«Ce genre de situation n’encourage en rien les bailleurs à louer». Gilles, retraité niçois, est la victime d’une situation quelque peu inédite. Il s’est retrouvé piégé par un locataire mauvais payeur qui a finalement squatté son deux-pièces de 47 m² à Cannes, dans les Alpes-Maritimes. Dans les faits, ce dernier devait lui assurer, avec son épouse, un complément de retraite, rapporte Nice-Matin. En 2021, l’appartement est alors loué à un homme de 45 ans, mais les loyers de 770 euros mensuels deviennent irréguliers.

«En 2022, il a perdu son emploi et a arrêté de payer. Puis il a recommencé, mais de manière aléatoire», confie Gilles. La situation s’éternise et à l’échéance, le locataire refuse de quitter les lieux. Il devient occupant sans droit ni titre. Gilles espère un règlement amiable, sans succès. Il saisit alors son avocat à la fin de l’année 2024. Il estime son préjudice à près de 10 000 euros de loyers impayés, en plus des charges et impôts qu’il doit continuer d’assumer. Le 12 mai dernier, le tribunal de Cannes prononce l’expulsion du locataire.

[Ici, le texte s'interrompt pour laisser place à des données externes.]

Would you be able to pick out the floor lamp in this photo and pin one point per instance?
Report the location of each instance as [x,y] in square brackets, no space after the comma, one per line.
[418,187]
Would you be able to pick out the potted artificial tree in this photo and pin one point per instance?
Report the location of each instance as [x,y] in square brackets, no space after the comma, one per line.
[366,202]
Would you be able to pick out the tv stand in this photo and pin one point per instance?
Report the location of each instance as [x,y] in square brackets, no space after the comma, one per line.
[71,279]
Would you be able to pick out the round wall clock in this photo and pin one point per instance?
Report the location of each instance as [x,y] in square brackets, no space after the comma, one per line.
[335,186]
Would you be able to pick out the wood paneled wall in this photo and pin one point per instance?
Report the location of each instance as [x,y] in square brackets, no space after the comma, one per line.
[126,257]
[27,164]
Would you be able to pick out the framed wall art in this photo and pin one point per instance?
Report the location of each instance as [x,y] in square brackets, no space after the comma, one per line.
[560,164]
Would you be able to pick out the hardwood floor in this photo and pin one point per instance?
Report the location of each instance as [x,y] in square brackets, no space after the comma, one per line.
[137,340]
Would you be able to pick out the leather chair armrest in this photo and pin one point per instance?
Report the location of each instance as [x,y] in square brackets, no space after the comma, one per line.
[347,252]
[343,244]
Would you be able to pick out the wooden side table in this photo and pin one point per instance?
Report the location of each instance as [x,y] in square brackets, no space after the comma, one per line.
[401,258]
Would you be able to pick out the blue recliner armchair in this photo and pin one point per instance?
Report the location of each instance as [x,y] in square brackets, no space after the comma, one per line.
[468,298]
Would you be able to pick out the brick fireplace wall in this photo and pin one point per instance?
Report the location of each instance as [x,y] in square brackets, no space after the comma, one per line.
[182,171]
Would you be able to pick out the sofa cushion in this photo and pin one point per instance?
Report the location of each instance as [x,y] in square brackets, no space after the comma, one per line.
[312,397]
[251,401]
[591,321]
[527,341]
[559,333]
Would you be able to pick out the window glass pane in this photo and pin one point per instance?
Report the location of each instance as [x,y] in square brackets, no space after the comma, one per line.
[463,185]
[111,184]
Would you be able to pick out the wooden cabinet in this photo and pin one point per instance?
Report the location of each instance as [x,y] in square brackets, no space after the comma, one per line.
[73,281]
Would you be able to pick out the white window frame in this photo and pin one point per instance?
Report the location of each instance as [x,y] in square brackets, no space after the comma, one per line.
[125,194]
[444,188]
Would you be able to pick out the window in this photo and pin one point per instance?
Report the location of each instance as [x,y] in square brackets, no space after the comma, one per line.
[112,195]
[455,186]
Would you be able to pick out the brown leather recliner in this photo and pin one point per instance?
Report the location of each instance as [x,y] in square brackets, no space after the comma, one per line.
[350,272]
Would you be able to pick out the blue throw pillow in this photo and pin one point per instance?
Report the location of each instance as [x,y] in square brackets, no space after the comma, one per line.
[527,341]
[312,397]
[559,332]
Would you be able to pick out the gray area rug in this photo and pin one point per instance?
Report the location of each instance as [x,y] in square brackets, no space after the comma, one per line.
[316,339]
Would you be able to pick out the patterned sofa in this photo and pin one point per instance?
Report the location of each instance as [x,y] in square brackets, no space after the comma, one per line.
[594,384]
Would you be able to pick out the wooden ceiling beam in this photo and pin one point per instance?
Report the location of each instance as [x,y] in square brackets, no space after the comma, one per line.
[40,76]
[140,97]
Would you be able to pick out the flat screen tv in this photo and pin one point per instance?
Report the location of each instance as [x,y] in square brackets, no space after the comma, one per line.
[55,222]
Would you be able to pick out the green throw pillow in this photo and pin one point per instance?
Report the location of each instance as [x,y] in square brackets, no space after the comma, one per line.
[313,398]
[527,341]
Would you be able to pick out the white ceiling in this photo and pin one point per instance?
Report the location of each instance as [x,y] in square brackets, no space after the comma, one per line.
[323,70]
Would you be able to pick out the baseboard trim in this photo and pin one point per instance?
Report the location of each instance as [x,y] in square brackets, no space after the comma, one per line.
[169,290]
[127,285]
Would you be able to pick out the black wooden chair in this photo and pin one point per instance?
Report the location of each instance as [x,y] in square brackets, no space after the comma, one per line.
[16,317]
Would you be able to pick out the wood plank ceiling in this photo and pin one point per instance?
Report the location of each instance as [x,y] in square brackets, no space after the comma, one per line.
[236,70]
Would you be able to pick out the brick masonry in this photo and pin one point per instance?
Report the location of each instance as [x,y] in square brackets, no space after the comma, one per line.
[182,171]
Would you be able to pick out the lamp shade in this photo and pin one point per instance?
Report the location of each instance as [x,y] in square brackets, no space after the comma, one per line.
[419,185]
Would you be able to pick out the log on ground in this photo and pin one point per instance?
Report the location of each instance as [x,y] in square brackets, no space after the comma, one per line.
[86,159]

L’appartement a été sous-loué

L’occupant a alors deux mois pour quitter l’appartement. «Mais si rien n’est fait d’ici le 1er novembre, on risque de tomber dans la trêve hivernale et de repartir pour cinq mois supplémentaires», déplore le retraité. Gilles apprend aussi que l’appartement a été sous-loué et qu’une voisine a été menacée. D’autres personnes auraient investi le logement, c’est pourquoi Gilles dépose plainte pour violation de domicile le 5 août. «Mon épouse et moi avons économisé pour cet appartement. C’était censé constituer un complément de revenu pour notre retraite. C’est une réelle déception», explique-t-il, avant de dénoncer la lenteur des procédures : «Deux à trois ans pour récupérer son appartement, et dans quel état ? Ce n’est pas viable».